The first two are on the port engine alternator and the second two on starboard.
We are too far from the DVCC charge current limit. They are charging a battery bank of 6x5.5kw MG Energy lithium batteries. When underway the otehr three Orions go up to the limit of 50A while the problematic one stays at zero.
Another strange thing is that when I am connected to shore and the Orions receive current from the engine batteries chargers the second one works albeit at lower output. See picture below
Today I started the engines again and at idle the picture is different. Two Orions give almost full output and two do not start at all.
I don’t know what to think. Cabling issue, although it can never be rules out is highly unlikely. All Orions are connected at the same time with equal length brand new cables. VE.Direct seems to work as I can see them all on Cerbo, but somehow they do not work in sync.
Feedback from Cerbo is different than feedback you would get locally, when connected through bluetooth. You latest image is from local bluetooth connection. When trying to detect cabling issues, connecting locally through bluetooth is better, because you get the per-charger voltage values and not the adjusted system voltage value.
Check the bridge wire in the remote terminals are not loose or any other wiring connected to the remote terminals.
We haven’t connected anything on the remote terminals. I thought that the XS 1400 detects the engine start and the remote is optional.
Yes, but it comes with a bridge wire connected, if that has come loose it might be a problem. People have had this before.
Indeed, I checked all the bridges, they are in place and tight.
The eratic behaviour is confusing. Can’t explain it and it is a critical component since this is the only way I have to charge the batteries while underway.
Yes but this picture tells me that all 4 have the same input voltage so I guess there is no cabling issue.
Why do 2 say “off” and 2 say “external control”? Can you get any more data about the status of each one?
That’s the question. Sometimes two of them stay off and not start charging, sometimes three of them start charging and one stays off. It is very bizarre.
It says external control because when they are charging they are controlled by the BMS of the service battery, this is normal I think. In the Cerbo settings I have selected the service battery BMS as the governing BMS for CVCC so they should all follow this BMS and not be confused by the smartshunts connected to the starter batteries which are also connected to teh Cerbo with VE.Direct.
In the settings I have selected “Regular Alternator 24v” and I have left the voltages at default. I imagine that a marine engine internally controled alternator is not “smart”
Sorry, should have been clearer – I know what “external control” means (it’s what my BMS-controlled Quattro says), what I was asking was why two (or one…) of them registered “off” – which is the $64k question, because they should all say “external control”. The fact that the number which do this varies is even more confusing – I know Orion XS are designed to be paralleled (and share current?) when under internal control, but can anyone confirm that this works under external control?

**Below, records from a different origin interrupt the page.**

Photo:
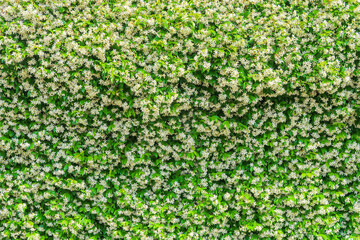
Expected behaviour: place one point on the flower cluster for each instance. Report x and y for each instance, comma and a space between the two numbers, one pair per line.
201, 119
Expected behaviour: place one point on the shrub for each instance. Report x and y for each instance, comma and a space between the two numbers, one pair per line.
179, 119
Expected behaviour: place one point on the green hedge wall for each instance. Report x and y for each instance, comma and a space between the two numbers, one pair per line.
198, 119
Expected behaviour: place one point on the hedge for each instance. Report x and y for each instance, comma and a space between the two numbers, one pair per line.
200, 119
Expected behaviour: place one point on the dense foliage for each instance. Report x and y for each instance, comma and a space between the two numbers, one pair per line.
179, 119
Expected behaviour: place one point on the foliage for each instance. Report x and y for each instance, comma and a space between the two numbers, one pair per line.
179, 119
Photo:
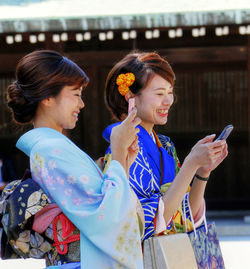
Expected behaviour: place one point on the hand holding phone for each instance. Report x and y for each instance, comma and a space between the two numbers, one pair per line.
131, 104
226, 132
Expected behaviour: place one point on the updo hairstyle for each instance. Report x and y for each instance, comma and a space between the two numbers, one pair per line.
39, 75
143, 65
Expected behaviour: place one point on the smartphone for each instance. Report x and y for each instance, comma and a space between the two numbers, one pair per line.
226, 132
131, 104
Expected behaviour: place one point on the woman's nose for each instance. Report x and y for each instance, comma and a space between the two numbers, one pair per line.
81, 103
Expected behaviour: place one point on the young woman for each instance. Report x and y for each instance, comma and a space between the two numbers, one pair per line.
156, 176
82, 200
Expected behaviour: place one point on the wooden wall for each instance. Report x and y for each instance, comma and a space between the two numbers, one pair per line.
213, 90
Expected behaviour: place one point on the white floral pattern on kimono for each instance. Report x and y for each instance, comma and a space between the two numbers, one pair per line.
101, 206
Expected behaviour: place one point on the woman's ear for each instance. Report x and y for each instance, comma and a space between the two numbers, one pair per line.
47, 101
129, 95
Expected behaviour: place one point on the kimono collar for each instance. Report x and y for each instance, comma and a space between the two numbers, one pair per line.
27, 141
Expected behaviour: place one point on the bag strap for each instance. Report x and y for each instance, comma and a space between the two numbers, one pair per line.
158, 144
185, 202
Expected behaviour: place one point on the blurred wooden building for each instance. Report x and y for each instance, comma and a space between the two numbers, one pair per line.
208, 48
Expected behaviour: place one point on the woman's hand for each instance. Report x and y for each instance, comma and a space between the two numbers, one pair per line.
205, 171
207, 154
124, 140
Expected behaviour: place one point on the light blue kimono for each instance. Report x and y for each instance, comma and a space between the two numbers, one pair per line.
101, 206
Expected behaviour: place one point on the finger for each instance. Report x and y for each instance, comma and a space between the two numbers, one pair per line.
218, 144
206, 139
131, 116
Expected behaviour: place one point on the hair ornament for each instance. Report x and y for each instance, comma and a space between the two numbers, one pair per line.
124, 81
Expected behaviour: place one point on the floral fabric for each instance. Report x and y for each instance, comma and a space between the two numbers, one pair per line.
155, 162
101, 206
207, 248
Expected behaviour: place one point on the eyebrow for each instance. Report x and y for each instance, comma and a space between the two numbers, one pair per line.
170, 88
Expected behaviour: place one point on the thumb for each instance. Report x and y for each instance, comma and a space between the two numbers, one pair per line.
207, 139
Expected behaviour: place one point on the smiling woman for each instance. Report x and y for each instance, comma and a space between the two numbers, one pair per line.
156, 176
74, 200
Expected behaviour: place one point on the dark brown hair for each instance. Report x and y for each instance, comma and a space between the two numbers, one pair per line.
143, 65
39, 75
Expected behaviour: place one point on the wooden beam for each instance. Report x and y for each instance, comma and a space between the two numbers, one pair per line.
204, 55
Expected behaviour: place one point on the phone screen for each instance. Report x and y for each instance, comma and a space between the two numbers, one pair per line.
226, 132
131, 104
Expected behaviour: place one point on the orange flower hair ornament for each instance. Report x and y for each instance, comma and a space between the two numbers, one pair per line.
124, 81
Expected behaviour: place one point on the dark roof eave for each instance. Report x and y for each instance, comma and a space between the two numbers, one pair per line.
188, 19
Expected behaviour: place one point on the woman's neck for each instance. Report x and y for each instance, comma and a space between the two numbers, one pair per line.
41, 122
147, 127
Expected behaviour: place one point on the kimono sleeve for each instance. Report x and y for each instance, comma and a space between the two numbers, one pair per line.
100, 206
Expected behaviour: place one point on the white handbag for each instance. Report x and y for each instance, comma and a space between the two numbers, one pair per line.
172, 251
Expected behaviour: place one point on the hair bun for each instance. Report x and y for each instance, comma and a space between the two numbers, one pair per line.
23, 110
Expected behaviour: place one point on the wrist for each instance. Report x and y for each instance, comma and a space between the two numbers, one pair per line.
203, 173
205, 179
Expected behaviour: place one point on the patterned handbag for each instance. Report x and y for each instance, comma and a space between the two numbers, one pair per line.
205, 244
172, 251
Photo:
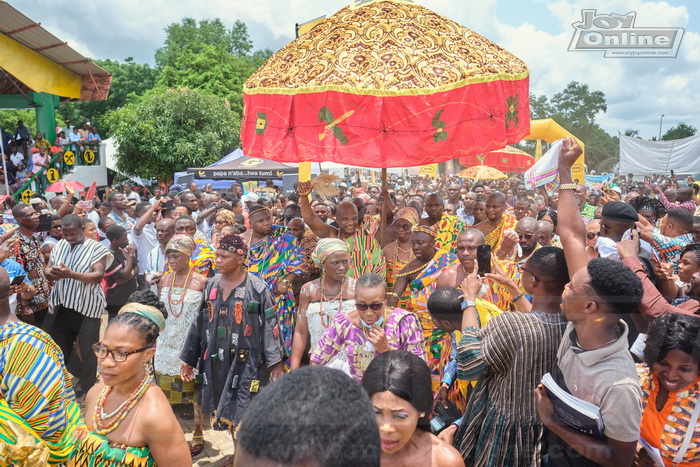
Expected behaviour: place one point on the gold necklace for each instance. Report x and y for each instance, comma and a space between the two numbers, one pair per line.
336, 297
418, 269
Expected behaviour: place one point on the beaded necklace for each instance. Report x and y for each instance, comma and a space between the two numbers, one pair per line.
181, 300
396, 255
99, 417
418, 269
335, 297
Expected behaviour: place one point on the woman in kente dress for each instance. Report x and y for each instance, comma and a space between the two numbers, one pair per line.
420, 277
181, 292
399, 252
323, 298
235, 341
130, 420
275, 257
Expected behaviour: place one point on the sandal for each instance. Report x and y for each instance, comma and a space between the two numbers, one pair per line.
197, 445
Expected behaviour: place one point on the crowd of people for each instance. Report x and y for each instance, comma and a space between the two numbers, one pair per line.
316, 334
25, 153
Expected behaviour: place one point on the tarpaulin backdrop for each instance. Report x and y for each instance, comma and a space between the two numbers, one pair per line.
642, 157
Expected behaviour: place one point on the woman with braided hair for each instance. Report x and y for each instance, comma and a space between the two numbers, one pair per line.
650, 208
130, 421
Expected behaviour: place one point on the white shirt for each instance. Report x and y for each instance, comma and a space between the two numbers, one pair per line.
16, 158
144, 242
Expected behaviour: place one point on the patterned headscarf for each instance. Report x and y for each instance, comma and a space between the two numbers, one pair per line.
426, 229
408, 214
182, 243
227, 216
326, 247
147, 311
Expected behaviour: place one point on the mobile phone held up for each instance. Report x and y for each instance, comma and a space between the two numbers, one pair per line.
483, 259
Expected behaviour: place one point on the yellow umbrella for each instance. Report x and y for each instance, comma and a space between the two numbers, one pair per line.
482, 172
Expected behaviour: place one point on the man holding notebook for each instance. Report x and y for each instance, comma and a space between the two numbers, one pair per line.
593, 361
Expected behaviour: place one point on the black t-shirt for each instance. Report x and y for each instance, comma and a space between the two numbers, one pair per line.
118, 295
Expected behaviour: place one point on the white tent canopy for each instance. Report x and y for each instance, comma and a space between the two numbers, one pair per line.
642, 157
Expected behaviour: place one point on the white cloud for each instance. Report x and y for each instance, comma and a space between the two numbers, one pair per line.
638, 91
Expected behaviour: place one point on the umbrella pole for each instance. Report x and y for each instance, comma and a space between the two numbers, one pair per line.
384, 213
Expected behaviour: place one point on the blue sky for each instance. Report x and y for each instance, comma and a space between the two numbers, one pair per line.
638, 91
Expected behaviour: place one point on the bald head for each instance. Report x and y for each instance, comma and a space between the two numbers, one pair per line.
472, 234
546, 232
527, 223
347, 217
296, 227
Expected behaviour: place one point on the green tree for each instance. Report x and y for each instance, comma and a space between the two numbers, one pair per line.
127, 78
168, 130
682, 130
207, 56
575, 109
193, 36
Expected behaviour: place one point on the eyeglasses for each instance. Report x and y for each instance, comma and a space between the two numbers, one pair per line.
118, 356
524, 269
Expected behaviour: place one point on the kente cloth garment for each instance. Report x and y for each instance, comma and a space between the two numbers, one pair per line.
447, 229
308, 245
232, 343
177, 325
509, 356
438, 344
203, 257
272, 259
494, 238
402, 332
588, 211
35, 391
317, 327
176, 390
365, 255
28, 255
499, 295
371, 224
665, 429
394, 266
96, 451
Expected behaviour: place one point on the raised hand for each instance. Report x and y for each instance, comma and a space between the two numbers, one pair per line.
569, 152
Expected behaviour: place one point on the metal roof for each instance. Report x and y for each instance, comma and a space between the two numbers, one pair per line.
29, 33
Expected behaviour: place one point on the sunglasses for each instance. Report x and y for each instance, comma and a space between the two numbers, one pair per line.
118, 356
524, 269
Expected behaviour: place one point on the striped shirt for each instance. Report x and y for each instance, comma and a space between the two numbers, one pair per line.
86, 299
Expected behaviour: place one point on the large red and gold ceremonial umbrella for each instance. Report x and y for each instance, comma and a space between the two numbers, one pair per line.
387, 83
508, 159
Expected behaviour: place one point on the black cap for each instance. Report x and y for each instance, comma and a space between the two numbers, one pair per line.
619, 211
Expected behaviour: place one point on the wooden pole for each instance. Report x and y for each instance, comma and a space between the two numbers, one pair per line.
384, 213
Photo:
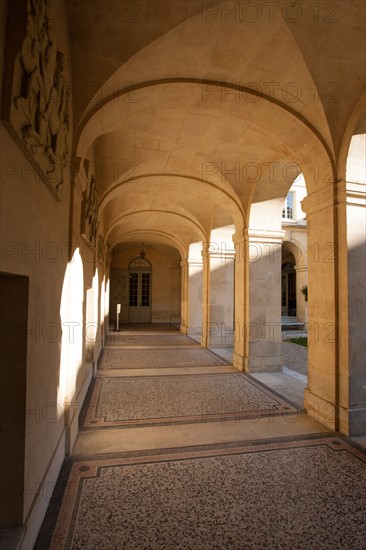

Maybe it’s just a previously unreported bug which will need a firmware update to fix it…
Play a bid with the DVCC settings. Maybe the voltage and shared current is not properly being fed to the XSs.
We reinstalled all 4 of them. Checked again all cabling and followed religiously the instructions i.e. remove the remote plug, connect the inputs, then setup via bluetooth all the devices then connect the output cables and then put back the remote plug. We also swaped positions of the first with the second.
The result you can see in the picture below with engines under some load.
They all seem to work now, but still the same one that was not starting at all before is now having lower output than the rest. I will send it back for replacement. Can’t think of anything else.I’d try a test of disabling engine running detection on them temporarily. It ramps the output down as the input voltage drops and I’ve had funny results with it on occasion.